In the first step of the analysis, we described the univariate associations between MN frequency and town of residence, season and temperature. In the second step of the analysis, we evaluated the association of MN frequency with each demographic and exposure variable collected through the questionnaire by multiple hierarchical mixed effect Poisson regression models including town of residence and temperature. Some variables were dichotomized due to the small number of subjects in some categories: mother’s and father’s education level as high (university degree) vs low, score of adherence to Mediterranean diet as high (6–10 units) vs low. In the third step of the analysis, we assessed the association between MN frequency and air pollution exposure. Regarding PM0.5 samples collected near each school, we investigated the association with the concentration of PM0.5, PAHs, nitroPAHs, carcinogenic PAHs (cPAHs) and Benzo(a)pyrene (BaP) by multiple hierarchical mixed effect Poisson regression models including temperature, town of residence and the previously identified confounding factors at step 2. The association between MN frequency and in vitro PM0.5 mutagenicity was analyzed as well, including in the model the net revertant values obtained for all the strains of Salmonella typhimurium used in the Ames test (TA100, TA98, TA98NR, YG1021). Regarding the air pollutants monitored by ARPAs in each town, all the measures described above were considered for each pollutant. Temperature (or cubic spline for time trend for ozone, since the high collinearity between ozone and temperature), town of residence and confounding factors from the questionnaire selected as previously defined were included in the model too.

As stated above, air pollutant variables collected thorough ambient monitors were cluster-level variables, with each cluster corresponding to an enrolled school. The statistical models included a cluster-specific random effect to account for intraclass correlation.

Possible non-linearity in concentration–response function was assessed fitting a cubic spline or a restricted polynomial function. Interaction terms were tested by likelihood ratio tests.
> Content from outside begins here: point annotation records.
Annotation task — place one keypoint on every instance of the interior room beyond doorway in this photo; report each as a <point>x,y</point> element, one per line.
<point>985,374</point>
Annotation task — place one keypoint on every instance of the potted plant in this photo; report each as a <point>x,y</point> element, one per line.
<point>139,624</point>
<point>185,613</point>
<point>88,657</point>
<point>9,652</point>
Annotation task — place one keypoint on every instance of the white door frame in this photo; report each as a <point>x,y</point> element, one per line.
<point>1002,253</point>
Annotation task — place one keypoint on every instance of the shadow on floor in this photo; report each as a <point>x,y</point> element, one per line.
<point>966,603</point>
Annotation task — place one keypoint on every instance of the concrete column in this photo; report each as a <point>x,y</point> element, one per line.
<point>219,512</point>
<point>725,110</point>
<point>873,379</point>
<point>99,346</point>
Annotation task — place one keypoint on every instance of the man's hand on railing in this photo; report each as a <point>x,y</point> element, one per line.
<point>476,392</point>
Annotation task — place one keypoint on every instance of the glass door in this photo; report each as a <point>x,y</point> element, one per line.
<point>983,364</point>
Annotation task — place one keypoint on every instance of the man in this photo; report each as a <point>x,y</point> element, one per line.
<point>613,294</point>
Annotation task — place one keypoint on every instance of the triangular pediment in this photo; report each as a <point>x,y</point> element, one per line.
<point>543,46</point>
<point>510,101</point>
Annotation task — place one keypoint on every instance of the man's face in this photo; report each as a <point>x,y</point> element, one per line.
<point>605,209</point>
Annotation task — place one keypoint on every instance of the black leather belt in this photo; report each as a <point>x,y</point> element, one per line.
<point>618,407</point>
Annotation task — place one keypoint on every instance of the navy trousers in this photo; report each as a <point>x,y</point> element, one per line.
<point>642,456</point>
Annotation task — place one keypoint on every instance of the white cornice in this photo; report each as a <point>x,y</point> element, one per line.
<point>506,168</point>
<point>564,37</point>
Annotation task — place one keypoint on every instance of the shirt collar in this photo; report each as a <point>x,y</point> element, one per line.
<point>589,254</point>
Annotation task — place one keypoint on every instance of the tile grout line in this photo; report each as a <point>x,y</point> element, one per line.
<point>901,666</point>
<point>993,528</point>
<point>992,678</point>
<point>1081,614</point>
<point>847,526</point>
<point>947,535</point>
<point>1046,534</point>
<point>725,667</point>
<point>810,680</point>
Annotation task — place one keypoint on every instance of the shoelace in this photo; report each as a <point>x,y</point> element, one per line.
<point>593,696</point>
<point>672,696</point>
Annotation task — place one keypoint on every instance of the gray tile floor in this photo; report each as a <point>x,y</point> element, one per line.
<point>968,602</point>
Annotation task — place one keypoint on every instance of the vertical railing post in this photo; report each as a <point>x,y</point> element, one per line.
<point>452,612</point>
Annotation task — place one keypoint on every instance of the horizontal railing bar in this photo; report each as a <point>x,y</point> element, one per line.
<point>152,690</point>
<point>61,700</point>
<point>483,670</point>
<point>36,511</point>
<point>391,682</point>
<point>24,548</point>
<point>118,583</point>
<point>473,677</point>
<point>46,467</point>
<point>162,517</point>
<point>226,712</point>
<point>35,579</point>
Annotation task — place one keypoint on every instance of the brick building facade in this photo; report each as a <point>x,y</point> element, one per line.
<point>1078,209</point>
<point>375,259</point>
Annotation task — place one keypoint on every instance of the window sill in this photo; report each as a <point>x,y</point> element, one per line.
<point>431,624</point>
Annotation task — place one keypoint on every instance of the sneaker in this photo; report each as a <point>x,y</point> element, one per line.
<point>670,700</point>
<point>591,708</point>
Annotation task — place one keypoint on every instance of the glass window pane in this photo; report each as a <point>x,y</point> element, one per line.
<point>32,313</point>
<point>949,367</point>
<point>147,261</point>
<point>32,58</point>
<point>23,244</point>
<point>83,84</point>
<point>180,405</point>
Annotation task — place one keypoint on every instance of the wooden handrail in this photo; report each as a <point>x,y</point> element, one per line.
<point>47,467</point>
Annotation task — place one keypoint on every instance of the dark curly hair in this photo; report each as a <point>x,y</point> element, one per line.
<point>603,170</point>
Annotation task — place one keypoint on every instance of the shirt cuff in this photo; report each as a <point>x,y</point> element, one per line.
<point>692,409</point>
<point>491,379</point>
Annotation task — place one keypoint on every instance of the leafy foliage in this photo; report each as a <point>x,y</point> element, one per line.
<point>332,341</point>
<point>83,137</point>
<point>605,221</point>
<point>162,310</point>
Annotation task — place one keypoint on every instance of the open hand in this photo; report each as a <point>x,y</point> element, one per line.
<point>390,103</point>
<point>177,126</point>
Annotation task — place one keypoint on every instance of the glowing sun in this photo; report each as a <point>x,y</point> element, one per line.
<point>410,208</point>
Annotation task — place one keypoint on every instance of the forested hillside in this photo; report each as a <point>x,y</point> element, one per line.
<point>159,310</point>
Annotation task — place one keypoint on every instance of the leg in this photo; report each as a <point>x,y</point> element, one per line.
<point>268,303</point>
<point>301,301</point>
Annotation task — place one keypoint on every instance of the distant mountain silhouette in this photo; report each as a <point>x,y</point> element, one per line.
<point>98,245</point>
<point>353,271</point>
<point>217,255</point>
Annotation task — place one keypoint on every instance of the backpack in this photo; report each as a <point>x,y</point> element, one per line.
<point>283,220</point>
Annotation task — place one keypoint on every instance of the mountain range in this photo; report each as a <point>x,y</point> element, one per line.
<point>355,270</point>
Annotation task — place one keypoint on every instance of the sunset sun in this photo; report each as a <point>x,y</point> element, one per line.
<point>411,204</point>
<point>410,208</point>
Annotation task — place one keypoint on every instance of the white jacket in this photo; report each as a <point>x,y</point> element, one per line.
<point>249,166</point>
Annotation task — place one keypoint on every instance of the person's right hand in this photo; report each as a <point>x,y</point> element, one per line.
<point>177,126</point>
We also took account, for seasonality, fitting a cubic spline on day of the year, although this approach can be conservative because we collected measurements only in a few months of the year.

To assess the risk predictive capacity of air quality legislation, concentration of air pollutants was dichotomized according to the threshold levels established in both the EU Ambient Air Quality Directives [28, 35] and the WHO Air Quality Guidelines [36, 37]. These dichotomous variables were included in the same Poisson regression model to assess their association with MN frequency, taking into account all confounding factors considered in previous analysis. We refined the models using a backward selection algorithm with inclusion criterion p < 0.05, according to VanderWeele and Shpitser [38].

All tests were two-tailed tests with p < 0.05. Statistical analyses were conducted using the STATA 14.2 statistical package (Stata Corp, College Station, TX, USA).